On Friday, the Kunduz province police chief was killed by a suicide bomber.

Over the past few years, the once peaceful province has become increasingly unstable as the Taliban have infiltrated the area.

The Taliban have said they carried out this attack. Afghan President Hamid Karzai condemned it as an "unforgivable act of terror".

People were waiting in the recruitment centre when the attack took place, a senior official told the BBC's Bilal Sarwary.

Those killed included civilians - some of them women and children - as well as men who had come to enrol, and officers in the Afghan army, he said.

A doctor in a hospital in Kunduz has told the BBC he received 33 dead bodies and that some of the injured were in a very serious condition.

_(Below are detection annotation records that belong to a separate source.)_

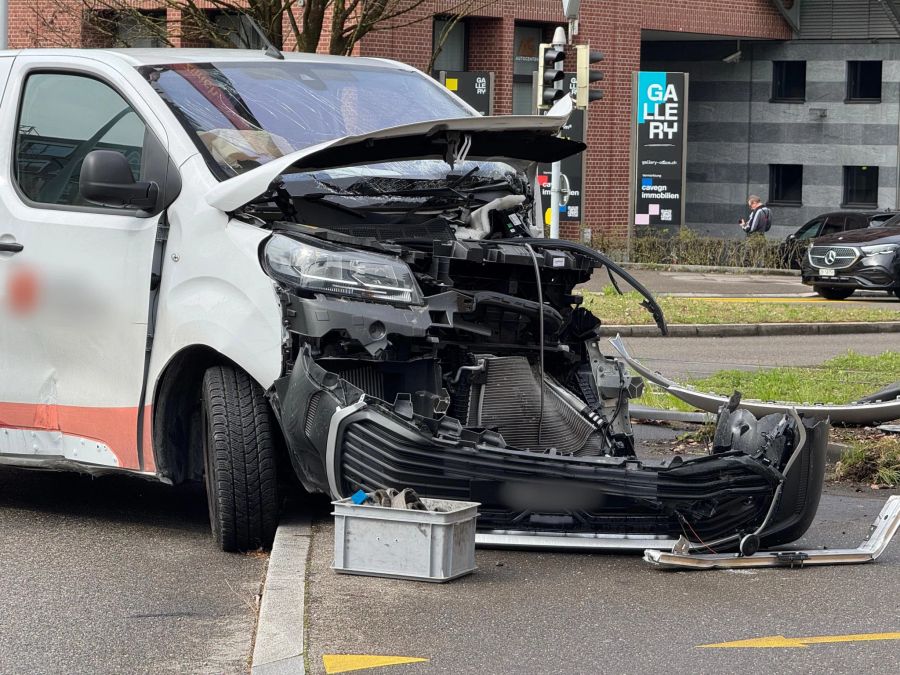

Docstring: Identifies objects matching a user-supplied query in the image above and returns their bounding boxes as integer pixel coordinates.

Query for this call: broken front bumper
[272,353,828,549]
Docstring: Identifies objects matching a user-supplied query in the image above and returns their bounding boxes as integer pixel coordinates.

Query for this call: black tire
[814,286,856,300]
[200,366,280,551]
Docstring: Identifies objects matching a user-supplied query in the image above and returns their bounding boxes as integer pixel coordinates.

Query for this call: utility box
[332,497,480,582]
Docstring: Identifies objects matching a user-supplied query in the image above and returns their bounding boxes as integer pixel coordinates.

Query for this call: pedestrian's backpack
[756,206,772,232]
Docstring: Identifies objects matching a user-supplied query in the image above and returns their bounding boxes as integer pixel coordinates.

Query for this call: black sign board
[538,73,585,225]
[440,70,494,115]
[633,72,688,227]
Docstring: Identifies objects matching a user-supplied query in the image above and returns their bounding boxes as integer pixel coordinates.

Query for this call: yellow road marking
[697,633,900,649]
[322,654,428,675]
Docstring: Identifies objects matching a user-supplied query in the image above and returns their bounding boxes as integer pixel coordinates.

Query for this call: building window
[769,164,803,206]
[431,19,468,73]
[513,26,544,115]
[209,10,268,49]
[83,9,167,47]
[772,61,806,103]
[842,166,878,207]
[847,61,881,103]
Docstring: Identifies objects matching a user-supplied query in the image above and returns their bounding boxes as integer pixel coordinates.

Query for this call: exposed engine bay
[245,145,828,548]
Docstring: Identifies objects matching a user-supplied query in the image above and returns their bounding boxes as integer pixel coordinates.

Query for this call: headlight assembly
[265,234,422,305]
[860,244,900,255]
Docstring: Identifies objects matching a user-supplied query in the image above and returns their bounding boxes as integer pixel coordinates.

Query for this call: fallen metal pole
[644,495,900,570]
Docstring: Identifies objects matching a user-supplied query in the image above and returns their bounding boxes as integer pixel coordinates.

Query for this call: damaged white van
[0,50,828,550]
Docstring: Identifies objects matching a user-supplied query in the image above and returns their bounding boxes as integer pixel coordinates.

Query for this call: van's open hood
[206,96,586,212]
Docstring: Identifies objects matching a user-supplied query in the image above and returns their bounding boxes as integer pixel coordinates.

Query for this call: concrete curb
[600,321,900,337]
[622,263,800,277]
[250,513,312,675]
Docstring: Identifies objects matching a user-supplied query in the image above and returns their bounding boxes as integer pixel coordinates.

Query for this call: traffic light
[537,44,566,110]
[575,45,603,108]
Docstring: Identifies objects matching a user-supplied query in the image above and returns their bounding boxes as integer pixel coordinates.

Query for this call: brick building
[9,0,900,238]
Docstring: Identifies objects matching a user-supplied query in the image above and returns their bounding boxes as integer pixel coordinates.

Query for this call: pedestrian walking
[740,195,772,237]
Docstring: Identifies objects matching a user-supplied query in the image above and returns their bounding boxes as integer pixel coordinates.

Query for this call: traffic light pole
[550,28,566,239]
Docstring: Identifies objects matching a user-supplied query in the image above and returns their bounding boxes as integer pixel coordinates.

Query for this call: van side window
[14,73,147,205]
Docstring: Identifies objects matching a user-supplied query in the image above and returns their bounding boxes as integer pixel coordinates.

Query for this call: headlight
[860,244,900,255]
[265,234,422,305]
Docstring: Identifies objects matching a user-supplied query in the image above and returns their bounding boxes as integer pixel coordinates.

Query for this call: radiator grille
[469,357,603,455]
[809,246,860,270]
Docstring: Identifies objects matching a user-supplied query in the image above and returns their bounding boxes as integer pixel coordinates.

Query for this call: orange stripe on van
[0,402,156,471]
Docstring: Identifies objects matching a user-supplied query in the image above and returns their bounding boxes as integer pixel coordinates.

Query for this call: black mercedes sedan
[801,227,900,300]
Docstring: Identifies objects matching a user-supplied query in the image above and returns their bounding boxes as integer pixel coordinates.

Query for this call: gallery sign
[439,70,494,115]
[632,72,688,227]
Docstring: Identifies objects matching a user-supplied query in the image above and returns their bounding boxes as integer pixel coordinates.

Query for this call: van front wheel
[200,366,279,551]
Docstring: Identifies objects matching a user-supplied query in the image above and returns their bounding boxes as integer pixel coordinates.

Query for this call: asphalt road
[0,468,266,674]
[582,269,900,314]
[307,490,900,675]
[620,334,900,380]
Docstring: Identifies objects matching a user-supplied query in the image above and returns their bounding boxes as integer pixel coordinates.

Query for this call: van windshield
[140,61,474,178]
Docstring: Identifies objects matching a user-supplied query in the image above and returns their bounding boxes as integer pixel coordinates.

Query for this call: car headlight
[265,234,422,305]
[860,244,900,255]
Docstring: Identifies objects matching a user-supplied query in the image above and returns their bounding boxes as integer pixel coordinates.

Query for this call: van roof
[0,47,415,70]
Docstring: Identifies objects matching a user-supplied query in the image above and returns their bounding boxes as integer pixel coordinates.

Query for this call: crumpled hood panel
[206,96,586,212]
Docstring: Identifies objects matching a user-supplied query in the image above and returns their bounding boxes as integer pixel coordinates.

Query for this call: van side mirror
[78,150,159,210]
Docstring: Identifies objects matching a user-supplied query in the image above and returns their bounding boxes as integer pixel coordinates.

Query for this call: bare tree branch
[28,0,498,57]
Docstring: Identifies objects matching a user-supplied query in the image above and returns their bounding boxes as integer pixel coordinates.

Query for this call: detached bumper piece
[275,356,828,550]
[644,496,900,570]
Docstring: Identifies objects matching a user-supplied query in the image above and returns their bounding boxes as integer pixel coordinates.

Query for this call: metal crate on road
[332,498,479,582]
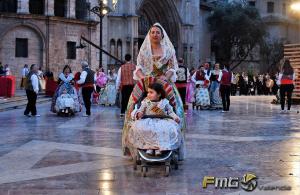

This blast is just the latest in a series of attacks targeting Afghanistan's security forces and civilians, the BBC's Quentin Sommerville in Kabul says.

In December 2010 Taliban attackers targeted Afghan military bases in Kunduz and in Kabul.

Increased attacks

The attack comes four days after the provincial police chief of Kunduz, Abdul Rahman Sayedkhili, was killed by a suicide bomber on a motorcycle in the city, along with four other people. The Taliban say they carried out the attack.

And last month, 30 people died in another suicide bombing in the city.

The Taliban have been warning Afghans not to allow their sons and brothers to join the country's security services.

The police and army are undergoing a rapid expansion as they prepare to take control from foreign forces, due to end their combat operations in Afghanistan in 2014.

The United Nations has said the insurgents are changing their tactics and are now increasingly targeting civilians, in an effort to hinder the transition of power in the country, our Kabul correspondent adds.

A record number of civilians were killed in Afghanistan last year. More than 2,700 civilians died in 2010 - up 15% on the year before.

A UN report on civilian deaths said that the Taliban were responsible for 75% of all deaths. The numbers killed by Afghan and Nato forces fell, accounting for 16% of civilian deaths

Analysts see this as a critical year for the conflict: fighting is expected to get worse and human rights groups fear that the Taliban are becoming more brutal.